B. La recevabilité d’une prétention accessoire, conséquence nécessaire en appel

La cour examine ensuite l’argument relatif au caractère prétendument nouveau d’une demande de condamnation pécuniaire introduite en appel. Après avoir rappelé les articles 564 à 566 du code de procédure civile, elle retient que la prétention « est la conséquence ou le complément nécessaire de la demande de caducité de la promesse de vente » et qu’elle figurait dans le délai de l’article 908. La solution est formulée avec sobriété: « Il en résulte que la demande est recevable. »

Cette appréciation respecte la finalité de la prohibition des demandes nouvelles, en ménageant une place aux prétentions consécutives à l’objet initial du litige. La cour confirme qu’une demande de restitution ou de condamnation au paiement, directement liée au sort de l’avant‑contrat, prolonge les fins initiales sans surprendre la partie adverse. L’économie du procès est préservée, tandis que la discipline des délais d’appel demeure respectée.

II. La condition suspensive empêchée et l’indemnité d’immobilisation

A. La condition réputée accomplie en cas de défaut de diligence du bénéficiaire

Au fond, la décision articule les articles 1103, 1104 et 1304‑3 du code civil. Elle adopte d’abord les motifs pertinents des premiers juges sur le contenu de la promesse, qui imposait le dépôt, dans un délai de deux mois, de dossiers complets de permis de construire et de permis d’aménager. Constatant un dépôt tardif et incomplet, et l’absence de réponse aux pièces complémentaires, la cour retient que « la bénéficiaire, en déposant hors délai un dossier incomplet et en ne complétant pas le dossier malgré la demande de la mairie, a, par son fait, empêché l’accomplissement de la condition suspensive, de sorte qu’en application de l’article 1304‑3 du code civil, la condition suspensive est réputée accomplie. »

Le raisonnement se déploie en deux temps cohérents. D’une part, la cour écarte l’argument tiré de prétendues contraintes d’urbanisme, en soulignant l’insuffisance probatoire d’une attestation technique isolée et l’ambiguïté des demandes municipales. D’autre part, elle reconstitue la causalité de l’échec: le rejet tacite ne procède pas d’un refus au fond, mais d’un défaut de diligence, matérialisé par l’inachèvement du dossier dans le délai. Dans cette perspective, l’empêchement imputable au bénéficiaire opère la fiction d’accomplissement de la condition, excluant toute caducité.

B. L’indemnité d’immobilisation, prix de l’exclusivité et non clause pénale

La cour rappelle la nature de l’indemnité convenue en présence d’une promesse unilatérale. Elle énonce clairement: « L’indemnité d’immobilisation est la contrepartie versée par le bénéficiaire au promettant de l’option qui lui est offerte pendant un certain délai. Elle rémunère l’immobilisation du bien par le promettant au profit du bénéficiaire.
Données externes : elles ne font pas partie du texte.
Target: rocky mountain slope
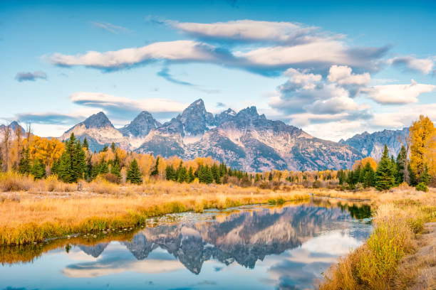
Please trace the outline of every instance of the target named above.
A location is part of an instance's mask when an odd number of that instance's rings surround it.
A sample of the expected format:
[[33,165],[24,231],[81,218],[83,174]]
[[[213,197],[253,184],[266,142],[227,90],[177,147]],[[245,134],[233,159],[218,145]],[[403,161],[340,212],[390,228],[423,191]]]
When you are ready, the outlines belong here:
[[281,121],[269,120],[255,107],[237,113],[229,109],[214,116],[201,99],[163,124],[142,112],[117,129],[100,112],[60,139],[67,139],[72,132],[81,139],[86,137],[91,150],[114,142],[125,149],[164,157],[212,156],[248,171],[350,168],[363,157],[348,145],[315,138]]
[[100,150],[105,145],[110,145],[113,142],[125,149],[130,147],[129,138],[116,129],[103,112],[71,128],[59,139],[66,140],[71,133],[82,141],[86,138],[91,151]]
[[372,134],[358,134],[339,143],[349,145],[358,149],[365,156],[371,156],[375,160],[381,158],[385,144],[388,145],[391,155],[396,156],[404,144],[405,138],[409,134],[409,128],[400,130],[383,130]]
[[9,127],[9,139],[13,139],[16,137],[16,129],[21,131],[21,137],[25,137],[26,130],[16,121],[13,121],[9,125],[0,124],[0,141],[4,137],[5,129]]

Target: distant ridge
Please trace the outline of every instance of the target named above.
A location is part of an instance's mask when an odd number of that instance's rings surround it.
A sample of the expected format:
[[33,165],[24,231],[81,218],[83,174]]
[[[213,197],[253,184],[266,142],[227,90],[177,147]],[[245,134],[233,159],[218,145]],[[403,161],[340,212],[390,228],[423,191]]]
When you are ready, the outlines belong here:
[[259,115],[256,107],[214,115],[197,100],[161,124],[147,112],[115,129],[100,112],[64,133],[86,138],[92,151],[115,143],[121,148],[185,159],[211,156],[247,171],[351,168],[363,154],[349,145],[315,138],[299,128]]

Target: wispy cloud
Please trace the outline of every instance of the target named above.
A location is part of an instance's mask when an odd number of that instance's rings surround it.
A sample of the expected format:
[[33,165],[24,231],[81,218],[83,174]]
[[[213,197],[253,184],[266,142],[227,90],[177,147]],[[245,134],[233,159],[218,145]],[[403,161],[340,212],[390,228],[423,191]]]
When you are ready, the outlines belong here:
[[[380,58],[390,48],[389,46],[351,47],[343,35],[290,22],[244,20],[195,23],[163,21],[190,36],[198,36],[202,41],[157,42],[140,48],[107,52],[88,51],[76,55],[55,53],[50,59],[58,65],[84,65],[105,70],[131,68],[156,60],[164,60],[167,63],[209,63],[264,75],[277,75],[289,68],[326,71],[333,65],[377,70],[382,64]],[[266,45],[253,48],[249,45],[244,49],[234,51],[219,43],[208,43],[212,38],[231,43],[264,43]]]
[[37,70],[33,72],[19,72],[15,76],[15,79],[19,82],[35,81],[38,79],[47,80],[47,74],[42,70]]
[[413,55],[399,56],[390,58],[388,63],[393,65],[405,66],[408,70],[428,75],[435,68],[436,57],[417,58]]
[[90,23],[95,27],[104,29],[106,31],[109,31],[114,34],[119,34],[120,33],[131,33],[132,31],[126,28],[125,27],[119,26],[114,25],[108,22],[100,22],[100,21],[90,21]]
[[162,68],[162,70],[160,70],[157,72],[157,75],[165,78],[168,82],[174,82],[175,84],[187,85],[187,86],[191,86],[191,87],[194,85],[190,82],[184,82],[182,80],[179,80],[174,78],[174,77],[170,73],[170,69],[166,67]]
[[69,114],[63,114],[53,112],[39,113],[20,113],[15,115],[15,118],[24,123],[39,124],[69,125],[77,123],[86,119],[89,115],[98,112],[96,109],[81,109]]
[[140,111],[147,111],[159,117],[168,117],[182,112],[186,104],[168,99],[143,98],[133,100],[102,92],[78,92],[70,95],[75,104],[104,109],[110,114],[125,117]]
[[417,102],[418,96],[432,92],[436,85],[419,84],[412,80],[410,84],[380,85],[362,90],[368,97],[380,104],[400,104]]

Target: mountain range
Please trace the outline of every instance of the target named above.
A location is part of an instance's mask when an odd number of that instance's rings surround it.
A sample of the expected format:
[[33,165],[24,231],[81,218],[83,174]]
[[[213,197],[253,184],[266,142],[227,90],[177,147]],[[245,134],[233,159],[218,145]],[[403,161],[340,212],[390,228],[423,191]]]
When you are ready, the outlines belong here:
[[[12,139],[17,126],[24,132],[15,121],[9,126]],[[4,127],[0,125],[0,139]],[[363,132],[333,142],[316,138],[283,122],[269,120],[255,107],[238,112],[228,109],[214,115],[199,99],[164,124],[143,111],[130,124],[117,129],[100,112],[58,139],[66,140],[74,133],[81,140],[87,139],[91,151],[113,142],[125,150],[162,157],[211,156],[233,168],[252,172],[351,168],[355,160],[368,156],[380,159],[385,144],[396,156],[408,131],[408,128],[403,128]]]
[[400,130],[383,130],[372,134],[363,132],[347,140],[341,139],[339,143],[355,148],[365,156],[379,160],[385,144],[388,146],[389,153],[396,156],[408,135],[409,128],[405,127]]
[[347,144],[323,140],[281,121],[267,119],[255,107],[214,115],[202,100],[160,124],[142,112],[129,124],[115,128],[103,112],[93,114],[66,131],[86,137],[91,150],[112,142],[126,150],[184,159],[211,156],[247,171],[323,170],[351,167],[363,157]]

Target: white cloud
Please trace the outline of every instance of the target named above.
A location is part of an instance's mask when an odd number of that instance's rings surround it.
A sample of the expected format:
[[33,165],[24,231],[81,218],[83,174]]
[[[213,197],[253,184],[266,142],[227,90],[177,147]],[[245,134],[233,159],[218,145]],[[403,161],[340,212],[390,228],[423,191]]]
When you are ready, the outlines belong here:
[[130,30],[126,28],[125,27],[119,26],[118,25],[114,25],[108,22],[90,21],[90,23],[93,24],[94,26],[104,29],[114,34],[119,34],[120,32],[125,32],[125,33],[132,32]]
[[418,84],[412,80],[410,85],[375,85],[362,89],[362,92],[378,103],[398,104],[417,102],[420,94],[432,92],[435,87],[435,85]]
[[295,90],[313,90],[316,83],[320,82],[323,77],[321,75],[304,73],[294,68],[287,69],[284,75],[289,77],[289,81],[287,82],[288,89],[292,85]]
[[85,65],[110,69],[157,60],[211,62],[222,56],[212,45],[192,41],[176,41],[105,53],[88,51],[84,55],[76,55],[55,53],[50,59],[53,63],[58,65]]
[[428,75],[434,68],[436,58],[417,58],[413,55],[400,56],[388,60],[388,63],[394,65],[405,65],[411,70]]
[[368,85],[371,80],[368,72],[354,74],[351,68],[346,65],[332,65],[328,71],[327,80],[338,85]]
[[370,122],[370,126],[378,129],[400,129],[410,126],[413,121],[419,119],[420,114],[427,116],[430,119],[436,121],[436,104],[398,106],[392,111],[375,114]]
[[[365,48],[362,48],[365,50]],[[332,65],[342,65],[374,70],[373,61],[378,50],[366,52],[351,50],[342,41],[320,40],[293,46],[270,46],[245,53],[235,53],[251,65],[287,66],[323,69]]]
[[276,42],[298,43],[313,41],[316,39],[341,38],[331,33],[319,31],[314,26],[305,26],[291,22],[258,21],[238,20],[213,23],[199,23],[167,21],[177,29],[202,38],[215,38],[226,41],[256,42]]
[[105,70],[158,60],[207,62],[270,75],[290,67],[325,70],[332,65],[376,70],[378,60],[388,49],[352,48],[347,45],[342,35],[289,22],[251,20],[216,23],[165,22],[190,35],[201,36],[206,42],[211,38],[232,43],[256,41],[269,46],[253,49],[249,45],[242,47],[241,51],[230,51],[227,46],[175,41],[103,53],[88,51],[76,55],[55,53],[49,58],[58,65],[85,65]]

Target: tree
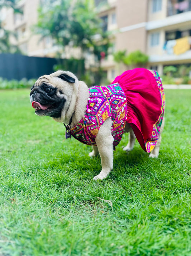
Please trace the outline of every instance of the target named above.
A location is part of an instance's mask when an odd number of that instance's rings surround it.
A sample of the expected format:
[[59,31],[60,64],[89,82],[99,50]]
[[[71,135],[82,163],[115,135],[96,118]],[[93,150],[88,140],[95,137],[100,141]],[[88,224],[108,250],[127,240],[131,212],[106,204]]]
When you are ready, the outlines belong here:
[[[15,12],[20,12],[16,7],[18,0],[0,0],[0,13],[3,8],[12,8]],[[16,46],[13,45],[9,42],[9,37],[13,33],[5,29],[3,26],[2,20],[0,18],[0,52],[14,52],[18,50]]]
[[101,20],[95,11],[93,0],[47,0],[39,9],[37,24],[34,28],[41,39],[51,36],[59,46],[58,53],[66,46],[79,47],[81,58],[87,52],[97,57],[97,69],[101,70],[102,53],[107,54],[110,44],[108,35],[102,28]]
[[139,50],[135,51],[126,55],[126,51],[119,51],[114,54],[114,60],[118,63],[122,62],[128,66],[143,67],[147,63],[149,57]]

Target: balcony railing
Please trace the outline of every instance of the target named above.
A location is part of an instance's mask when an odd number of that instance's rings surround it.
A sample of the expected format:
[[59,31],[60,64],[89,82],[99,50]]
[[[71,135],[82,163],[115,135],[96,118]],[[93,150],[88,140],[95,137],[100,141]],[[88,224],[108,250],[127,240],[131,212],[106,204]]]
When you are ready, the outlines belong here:
[[191,0],[184,0],[180,2],[178,0],[169,0],[168,2],[167,16],[191,11]]

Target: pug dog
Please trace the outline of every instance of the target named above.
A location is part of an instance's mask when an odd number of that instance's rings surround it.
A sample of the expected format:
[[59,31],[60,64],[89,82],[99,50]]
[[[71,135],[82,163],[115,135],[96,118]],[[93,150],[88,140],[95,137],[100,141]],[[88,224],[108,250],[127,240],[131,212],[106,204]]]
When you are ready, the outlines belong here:
[[36,114],[64,123],[67,138],[92,145],[90,157],[99,154],[102,169],[95,180],[113,169],[114,149],[124,133],[129,133],[123,150],[132,149],[137,138],[150,157],[158,157],[164,98],[158,74],[144,68],[126,71],[108,86],[90,88],[71,72],[58,71],[39,77],[30,94]]

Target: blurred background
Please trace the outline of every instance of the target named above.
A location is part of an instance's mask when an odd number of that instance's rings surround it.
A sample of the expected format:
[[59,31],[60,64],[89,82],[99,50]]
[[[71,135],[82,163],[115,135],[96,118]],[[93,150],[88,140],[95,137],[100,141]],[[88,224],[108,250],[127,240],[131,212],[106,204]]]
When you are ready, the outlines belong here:
[[0,0],[1,87],[59,69],[106,85],[137,67],[191,84],[191,0]]

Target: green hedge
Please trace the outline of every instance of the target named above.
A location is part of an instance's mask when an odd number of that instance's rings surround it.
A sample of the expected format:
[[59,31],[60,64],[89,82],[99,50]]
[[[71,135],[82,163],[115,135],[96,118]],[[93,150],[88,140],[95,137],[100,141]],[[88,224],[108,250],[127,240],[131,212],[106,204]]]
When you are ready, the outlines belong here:
[[8,81],[0,77],[0,90],[4,89],[19,89],[20,88],[30,88],[34,84],[35,79],[27,80],[23,78],[20,81],[13,80]]

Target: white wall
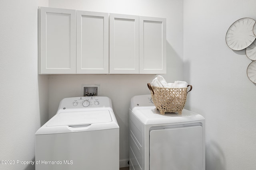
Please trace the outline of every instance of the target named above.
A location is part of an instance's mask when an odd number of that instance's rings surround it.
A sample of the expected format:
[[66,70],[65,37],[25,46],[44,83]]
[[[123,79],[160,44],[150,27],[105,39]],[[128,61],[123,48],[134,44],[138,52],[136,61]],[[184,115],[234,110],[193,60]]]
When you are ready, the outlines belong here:
[[207,170],[256,167],[256,86],[245,51],[226,45],[229,27],[256,20],[254,0],[184,0],[184,79],[193,85],[187,108],[206,119]]
[[[166,18],[167,72],[169,82],[182,79],[183,1],[49,0],[49,7]],[[100,75],[49,76],[49,118],[55,114],[63,98],[80,96],[82,84],[99,84],[99,95],[110,97],[120,127],[120,166],[129,158],[129,106],[133,96],[149,94],[147,83],[155,75]]]
[[37,71],[37,3],[0,0],[0,160],[15,161],[1,170],[34,169],[16,161],[34,160],[34,134],[48,118],[48,79]]

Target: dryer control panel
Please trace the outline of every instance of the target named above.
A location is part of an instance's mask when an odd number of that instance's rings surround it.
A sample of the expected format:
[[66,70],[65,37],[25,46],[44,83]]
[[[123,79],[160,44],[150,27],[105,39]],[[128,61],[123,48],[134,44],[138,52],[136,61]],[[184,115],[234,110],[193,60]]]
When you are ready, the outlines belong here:
[[83,96],[63,99],[60,104],[59,109],[86,107],[110,107],[112,108],[111,100],[107,97]]

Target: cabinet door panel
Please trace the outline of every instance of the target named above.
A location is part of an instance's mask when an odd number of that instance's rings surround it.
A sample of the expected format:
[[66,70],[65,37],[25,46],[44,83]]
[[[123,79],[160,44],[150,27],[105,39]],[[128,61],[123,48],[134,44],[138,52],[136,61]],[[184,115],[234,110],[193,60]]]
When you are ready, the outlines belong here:
[[166,73],[166,19],[140,17],[140,73]]
[[108,73],[108,14],[76,11],[76,73]]
[[40,9],[40,74],[76,73],[76,11]]
[[139,17],[110,16],[110,73],[139,73]]

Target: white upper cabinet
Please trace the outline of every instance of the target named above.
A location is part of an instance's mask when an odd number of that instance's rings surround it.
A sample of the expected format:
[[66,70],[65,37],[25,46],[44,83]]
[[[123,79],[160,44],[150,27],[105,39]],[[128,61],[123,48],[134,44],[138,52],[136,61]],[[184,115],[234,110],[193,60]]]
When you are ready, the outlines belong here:
[[39,74],[166,74],[165,18],[39,11]]
[[76,73],[76,10],[41,7],[40,74]]
[[140,73],[166,73],[166,19],[140,16]]
[[108,73],[108,14],[76,11],[76,73]]
[[110,14],[110,74],[139,74],[139,16]]

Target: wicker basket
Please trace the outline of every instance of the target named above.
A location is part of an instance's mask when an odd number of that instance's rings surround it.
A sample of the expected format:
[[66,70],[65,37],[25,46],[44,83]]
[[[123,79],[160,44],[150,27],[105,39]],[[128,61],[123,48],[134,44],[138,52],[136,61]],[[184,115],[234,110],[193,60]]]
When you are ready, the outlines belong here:
[[[190,89],[188,92],[188,86]],[[161,115],[165,112],[181,114],[187,100],[187,94],[192,90],[190,85],[185,88],[172,88],[151,86],[150,83],[148,83],[148,87],[151,92],[152,100]]]

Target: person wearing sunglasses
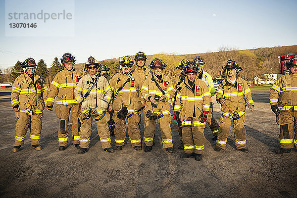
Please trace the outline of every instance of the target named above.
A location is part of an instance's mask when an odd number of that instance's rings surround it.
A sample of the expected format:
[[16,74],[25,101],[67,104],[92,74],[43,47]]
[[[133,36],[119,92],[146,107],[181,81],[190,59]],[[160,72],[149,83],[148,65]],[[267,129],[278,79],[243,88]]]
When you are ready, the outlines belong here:
[[297,56],[286,64],[289,71],[277,79],[270,88],[271,110],[276,114],[280,125],[280,148],[275,152],[283,154],[297,148]]
[[[204,65],[205,64],[204,59],[201,56],[197,56],[194,58],[193,61],[195,62],[195,63],[196,63],[196,65],[198,67],[198,72],[197,72],[198,78],[202,80],[205,83],[207,87],[208,87],[211,96],[214,96],[215,94],[215,89],[214,88],[212,77],[209,73],[203,70]],[[207,125],[212,132],[212,140],[216,141],[219,131],[219,124],[212,115],[213,105],[214,104],[212,102],[211,98],[210,107],[208,115],[207,115],[206,123],[207,123]]]
[[47,100],[47,110],[52,111],[56,97],[55,114],[59,118],[58,140],[59,150],[64,150],[68,146],[69,114],[72,120],[72,143],[79,149],[79,112],[80,106],[74,97],[74,88],[82,76],[82,73],[74,69],[75,57],[70,53],[64,53],[61,58],[64,69],[59,72],[50,84]]
[[75,99],[81,104],[79,154],[83,154],[89,150],[93,117],[96,121],[103,150],[108,152],[114,151],[110,144],[108,124],[110,115],[107,112],[112,91],[106,79],[100,73],[97,74],[98,68],[100,66],[91,56],[85,65],[88,73],[83,76],[74,90]]
[[199,69],[194,61],[183,69],[187,77],[178,89],[174,115],[181,120],[184,153],[181,158],[200,161],[204,149],[204,128],[209,111],[211,95],[206,84],[197,76]]
[[[175,69],[178,69],[180,70],[180,71],[181,71],[181,74],[179,76],[177,76],[174,79],[174,81],[173,82],[173,87],[174,88],[174,91],[175,92],[175,93],[174,94],[174,97],[172,99],[173,107],[174,107],[174,105],[175,104],[175,100],[176,99],[177,89],[180,87],[183,81],[184,81],[184,80],[185,80],[185,78],[187,76],[187,74],[186,74],[184,68],[186,66],[186,64],[188,63],[188,62],[189,62],[189,60],[186,59],[183,59],[180,62],[179,64],[175,67]],[[182,122],[181,122],[181,121],[179,119],[176,119],[176,118],[177,118],[178,116],[178,115],[176,115],[174,117],[174,120],[177,123],[177,131],[178,131],[178,133],[180,136],[180,144],[178,146],[178,149],[183,150],[184,143],[183,142],[183,136],[182,135],[183,131],[183,128],[182,127]]]
[[154,58],[149,64],[151,74],[145,81],[142,94],[146,100],[144,111],[145,151],[152,149],[156,120],[160,123],[163,148],[169,153],[174,152],[170,123],[171,115],[168,100],[174,96],[174,88],[171,80],[165,75],[163,70],[167,66],[162,60]]
[[13,152],[18,152],[24,144],[29,128],[32,148],[36,150],[42,149],[41,119],[48,96],[48,87],[42,78],[35,74],[35,60],[27,58],[21,65],[25,68],[25,72],[16,78],[11,90],[11,106],[17,118]]
[[131,146],[135,150],[141,150],[141,140],[139,123],[141,109],[141,88],[142,81],[131,67],[134,61],[131,57],[125,56],[120,60],[121,68],[109,81],[113,91],[109,110],[114,110],[113,120],[115,122],[114,140],[115,149],[120,150],[125,144],[126,124]]
[[248,151],[246,147],[247,132],[244,124],[246,122],[246,107],[252,112],[254,104],[248,83],[238,76],[242,69],[235,60],[227,61],[224,72],[227,72],[228,76],[222,81],[215,93],[217,101],[221,104],[222,110],[215,148],[217,152],[226,148],[232,121],[236,148],[244,152]]

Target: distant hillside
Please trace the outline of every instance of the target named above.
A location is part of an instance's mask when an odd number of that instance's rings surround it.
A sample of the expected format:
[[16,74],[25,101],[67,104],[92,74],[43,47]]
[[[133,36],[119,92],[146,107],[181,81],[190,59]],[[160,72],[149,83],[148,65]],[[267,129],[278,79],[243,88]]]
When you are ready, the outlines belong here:
[[[243,68],[243,71],[240,72],[241,76],[245,79],[251,80],[254,76],[263,74],[278,73],[278,56],[281,54],[294,52],[297,52],[297,45],[246,50],[232,50],[228,48],[222,48],[219,51],[214,52],[181,55],[164,53],[147,55],[148,59],[146,65],[148,65],[153,58],[163,58],[162,60],[168,65],[164,71],[170,77],[174,77],[179,73],[179,71],[174,69],[179,61],[183,58],[192,60],[194,57],[199,55],[204,58],[205,61],[204,70],[213,77],[218,78],[223,75],[222,69],[225,66],[227,61],[229,59],[232,59],[236,61]],[[135,55],[132,55],[131,56],[134,58]],[[115,65],[115,63],[118,63],[119,60],[111,58],[104,60],[102,62],[107,65],[108,62],[112,63],[111,69],[115,71],[118,70],[118,68],[113,68],[112,66]],[[118,67],[118,64],[117,66]]]

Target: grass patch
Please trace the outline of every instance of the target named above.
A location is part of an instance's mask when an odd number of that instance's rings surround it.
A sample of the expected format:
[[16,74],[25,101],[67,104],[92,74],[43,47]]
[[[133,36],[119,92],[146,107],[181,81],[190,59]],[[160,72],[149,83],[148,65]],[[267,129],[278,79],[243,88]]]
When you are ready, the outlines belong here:
[[270,89],[271,86],[254,86],[254,87],[249,87],[249,88],[251,90],[269,90]]

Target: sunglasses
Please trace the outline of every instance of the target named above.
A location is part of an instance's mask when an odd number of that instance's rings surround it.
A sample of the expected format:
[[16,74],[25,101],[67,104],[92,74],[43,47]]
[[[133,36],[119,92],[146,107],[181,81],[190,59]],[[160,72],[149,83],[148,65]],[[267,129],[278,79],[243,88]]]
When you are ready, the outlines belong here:
[[131,65],[122,65],[122,67],[131,67]]

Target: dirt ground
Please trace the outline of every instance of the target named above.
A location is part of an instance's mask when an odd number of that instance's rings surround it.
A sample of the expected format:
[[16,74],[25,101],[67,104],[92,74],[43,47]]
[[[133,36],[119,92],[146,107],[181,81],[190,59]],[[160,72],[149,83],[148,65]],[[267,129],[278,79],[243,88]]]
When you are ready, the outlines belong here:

Elle se distingue de la clause pénale à moins qu’il soit établi qu’elle avait pour objet de faire assurer par le bénéficiaire l’exécution de son obligation de diligence concernant un engagement pris. » Elle cite à l’appui « Cass. 3e civ., 24 sept. 2008, n° 07‑13.989 ».

À partir de ces principes, la cour confirme la qualification retenue. L’indemnité ne vise pas à sanctionner une inexécution, mais rémunère l’exclusivité pendant la durée de la promesse. Elle ajoute que « l’indemnité d’immobilisation […] constitue bien le prix de l’exclusivité consentie », et que son taux de 10 % n’est ni disproportionné ni excessif. La demande de réduction au titre de l’article 1231‑5 du code civil est donc écartée, faute de clause pénale caractérisée. L’équilibre contractuel demeure ainsi respecté, en cohérence avec la force obligatoire des conventions et la finalité économique de l’option consentie.

En définitive, l’arrêt articule une rigoureuse protection du contradictoire avec une mise en œuvre exigeante des obligations nées de conditions suspensives. La sanction de l’empêchement fautif par la fiction d’accomplissement conduit logiquement au maintien de l’indemnité d’immobilisation, conçue comme un prix d’exclusivité et non comme une pénalité réductible.